Local search

In unconstrained optimization, we wish to solve problems of the form \begin{align} \text{minimize} & & E(w) \end{align}

The local search algorithms have the form : \begin{align} w_0 & = \text{some initial value} \\ \text{for}\;\; & \tau = 1, 2,\dots \\ & w_\tau = w_{\tau-1} + g_\tau \end{align}

Here, $g_\tau$ is a search direction. The loop is executed until a convergence condition is satisfied or the maximum number of iterations is reached. The algorithm iteratively search for solutions that achieve a lower objective value by moving in the search direction.

Gradient Descent

Gradient descent is a popular local search method with the search direction chosen as the negative gradient direction: \begin{align} g_\tau & = - \eta \nabla E(w_{\tau-1}) \end{align}
When the gradient vanishes, i.e., $\nabla E(w) = 0$, the algorithm does not make any progress. Such points are also called fixed points.
The iterates, under certain conditions, converge to the minimum $w^* = \arg\min_{w} E(w)$. A natural question here finding the conditions for guaranteed convergence to a fixed point and the rate -- how fast convergence happens as a function of iterations
The parameter $\eta$ is called the learning rate, to be chosen depending on the problem.
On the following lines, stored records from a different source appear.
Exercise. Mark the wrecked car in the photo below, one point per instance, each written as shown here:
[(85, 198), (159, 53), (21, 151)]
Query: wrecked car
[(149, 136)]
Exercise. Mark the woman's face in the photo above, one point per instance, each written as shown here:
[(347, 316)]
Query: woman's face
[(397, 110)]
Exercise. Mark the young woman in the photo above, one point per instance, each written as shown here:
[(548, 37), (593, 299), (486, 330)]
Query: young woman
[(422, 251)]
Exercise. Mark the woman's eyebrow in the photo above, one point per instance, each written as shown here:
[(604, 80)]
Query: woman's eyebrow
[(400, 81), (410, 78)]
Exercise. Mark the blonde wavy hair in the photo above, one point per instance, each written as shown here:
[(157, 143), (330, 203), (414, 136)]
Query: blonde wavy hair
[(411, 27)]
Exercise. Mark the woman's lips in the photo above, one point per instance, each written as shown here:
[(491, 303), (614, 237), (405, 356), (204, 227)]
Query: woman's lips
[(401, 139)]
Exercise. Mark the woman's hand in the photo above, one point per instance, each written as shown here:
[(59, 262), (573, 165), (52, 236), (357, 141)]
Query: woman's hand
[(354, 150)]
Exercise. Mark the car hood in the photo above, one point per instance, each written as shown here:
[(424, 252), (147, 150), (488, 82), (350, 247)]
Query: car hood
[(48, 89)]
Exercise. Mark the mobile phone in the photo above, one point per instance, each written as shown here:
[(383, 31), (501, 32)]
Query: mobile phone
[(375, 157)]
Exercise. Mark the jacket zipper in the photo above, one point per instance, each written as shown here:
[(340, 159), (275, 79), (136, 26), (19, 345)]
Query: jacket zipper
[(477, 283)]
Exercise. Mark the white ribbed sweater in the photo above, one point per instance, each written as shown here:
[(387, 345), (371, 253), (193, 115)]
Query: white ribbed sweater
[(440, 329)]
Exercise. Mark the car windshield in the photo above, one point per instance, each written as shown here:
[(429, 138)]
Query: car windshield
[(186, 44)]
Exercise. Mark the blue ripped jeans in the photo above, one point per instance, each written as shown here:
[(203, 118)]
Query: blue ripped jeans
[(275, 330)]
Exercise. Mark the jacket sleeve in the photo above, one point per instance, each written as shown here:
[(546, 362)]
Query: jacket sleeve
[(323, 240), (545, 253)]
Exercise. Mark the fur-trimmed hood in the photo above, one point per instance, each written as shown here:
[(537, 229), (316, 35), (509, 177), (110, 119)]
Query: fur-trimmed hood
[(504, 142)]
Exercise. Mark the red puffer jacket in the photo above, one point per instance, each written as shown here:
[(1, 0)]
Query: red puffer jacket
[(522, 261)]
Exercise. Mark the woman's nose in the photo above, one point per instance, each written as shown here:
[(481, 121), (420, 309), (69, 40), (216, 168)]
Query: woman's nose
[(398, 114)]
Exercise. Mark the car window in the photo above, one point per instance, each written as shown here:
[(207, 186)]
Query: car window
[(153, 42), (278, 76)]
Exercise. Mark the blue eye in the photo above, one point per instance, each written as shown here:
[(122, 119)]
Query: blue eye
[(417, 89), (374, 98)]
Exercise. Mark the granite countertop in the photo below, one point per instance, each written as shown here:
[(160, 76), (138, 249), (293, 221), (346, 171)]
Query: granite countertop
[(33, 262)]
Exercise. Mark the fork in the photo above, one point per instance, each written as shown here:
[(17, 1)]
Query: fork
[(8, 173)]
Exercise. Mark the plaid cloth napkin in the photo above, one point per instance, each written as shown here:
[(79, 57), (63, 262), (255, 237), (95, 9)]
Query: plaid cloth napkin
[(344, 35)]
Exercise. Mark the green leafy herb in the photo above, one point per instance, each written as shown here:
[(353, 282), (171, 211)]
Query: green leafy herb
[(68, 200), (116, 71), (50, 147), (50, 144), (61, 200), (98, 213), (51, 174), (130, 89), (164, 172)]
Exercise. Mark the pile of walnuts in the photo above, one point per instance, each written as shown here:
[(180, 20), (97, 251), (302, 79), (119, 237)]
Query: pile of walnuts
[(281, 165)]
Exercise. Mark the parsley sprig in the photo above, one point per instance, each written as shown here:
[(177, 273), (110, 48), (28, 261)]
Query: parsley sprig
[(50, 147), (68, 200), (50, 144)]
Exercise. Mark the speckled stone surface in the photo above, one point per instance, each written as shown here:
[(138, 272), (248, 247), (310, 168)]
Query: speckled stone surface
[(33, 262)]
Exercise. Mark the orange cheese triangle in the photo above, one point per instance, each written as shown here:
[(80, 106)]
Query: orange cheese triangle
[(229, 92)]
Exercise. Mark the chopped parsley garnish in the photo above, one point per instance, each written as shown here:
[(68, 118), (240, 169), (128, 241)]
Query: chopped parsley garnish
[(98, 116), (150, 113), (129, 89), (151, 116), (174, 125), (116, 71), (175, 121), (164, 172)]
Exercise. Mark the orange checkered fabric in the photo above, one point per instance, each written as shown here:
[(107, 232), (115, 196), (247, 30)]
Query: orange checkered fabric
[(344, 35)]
If the learning rate is not properly chosen, the algorithm can (and will) diverge.
There is a well developed theory on how to choose $\eta$ adaptively to speed up covergence.
Even for minimizing quadratic objective functions, or equivalently for solving linear systems, gradient descent can have a quite poor converge properties: it takes a lot of iterations to find the minimum. However, it is applicable as a practical method in many problems as it requires only the calculation of the gradient.
For maximization problems \begin{align} \text{maximize} & & E(w) \end{align} we just move in the direction of the gradient so the search direction is $g_\tau = \eta \nabla E(w_{\tau-1})$



In [1]:

    
%matplotlib inline
import numpy as np
import matplotlib as mpl
import matplotlib.pylab as plt

from ipywidgets import interact, interactive, fixed
import ipywidgets as widgets
from IPython.display import clear_output, display, HTML
from matplotlib import rc

mpl.rc('font',**{'size': 20, 'family':'sans-serif','sans-serif':['Helvetica']})
mpl.rc('text', usetex=True)

import time
import numpy as np

y = np.array([7.04, 7.95, 7.58, 7.81, 8.33, 7.96, 8.24, 8.26, 7.84, 6.82, 5.68])
x = np.array(np.linspace(-1,1,11))
N = len(x)

# Design matrix
#A = np.vstack((np.ones(N), x, x**2, x**3)).T
degree = 9
A = np.hstack([np.power(x.reshape(N,1),i) for i in range(degree+1)])

# Learning rate
eta = 0.001
              
# initial parameters
w = np.array(np.random.randn(degree+1))
W = []
Err = []
for epoch in range(50000):  
    # Error
    err = y-A.dot(w)
    
    # Total error
    E = np.sum(err**2)/N
    
    # Gradient
    dE = -2.*A.T.dot(err)/N
    
    if epoch%100 == 0: 
        #print(epoch,':',E)
        # print(w)    
        W.append(w)
        Err.append(E)

    # Perfom one descent step
    w = w - eta*dE

The following cell demonstrates interactively the progress of plain gradient descent and how its solution differs from the optimum found by solving the corresponding least squares problem.



In [2]:

    
fig = plt.figure(figsize=(5,5))

left = -1.5
right = 1.5
xx = np.linspace(left,right,50)
AA = np.hstack((np.power(xx.reshape(len(xx),1),i) for i in range(degree+1)))

# Find best
A_orth, R = np.linalg.qr(A)
w_orth, res, rank, s = np.linalg.lstsq(A_orth, y)
w_star = np.linalg.solve(R, w_orth)
yy = AA.dot(w_star)

#ax.set_xlim((2,15))

#dots = plt.Line2D(x,y, linestyle='', markerfacecolor='b',marker='o', alpha=0.5, markersize=5)
#ax.add_line(dots)
plt.plot(x,y, linestyle='', markerfacecolor='b',marker='o', alpha=0.5, markersize=5)
plt.plot(xx, yy, linestyle=':', color='k', alpha=0.3)
ln = plt.Line2D(xdata=[], ydata=[], linestyle='-',linewidth=2)


ax = fig.gca()
ax.add_line(ln)
plt.close(fig)

ax.set_xlim((left,right))
ax.set_ylim((5,9))

def plot_gd(iteration=0):
    w = W[iteration]
    f = AA.dot(w)
    #print(w)
    ln.set_ydata(f)
    ln.set_xdata(xx)
    
    ax.set_title('$E = '+str(Err[iteration])+'$')
    
    display(fig)
    
res = interact(plot_gd, iteration=(0,len(W)-1))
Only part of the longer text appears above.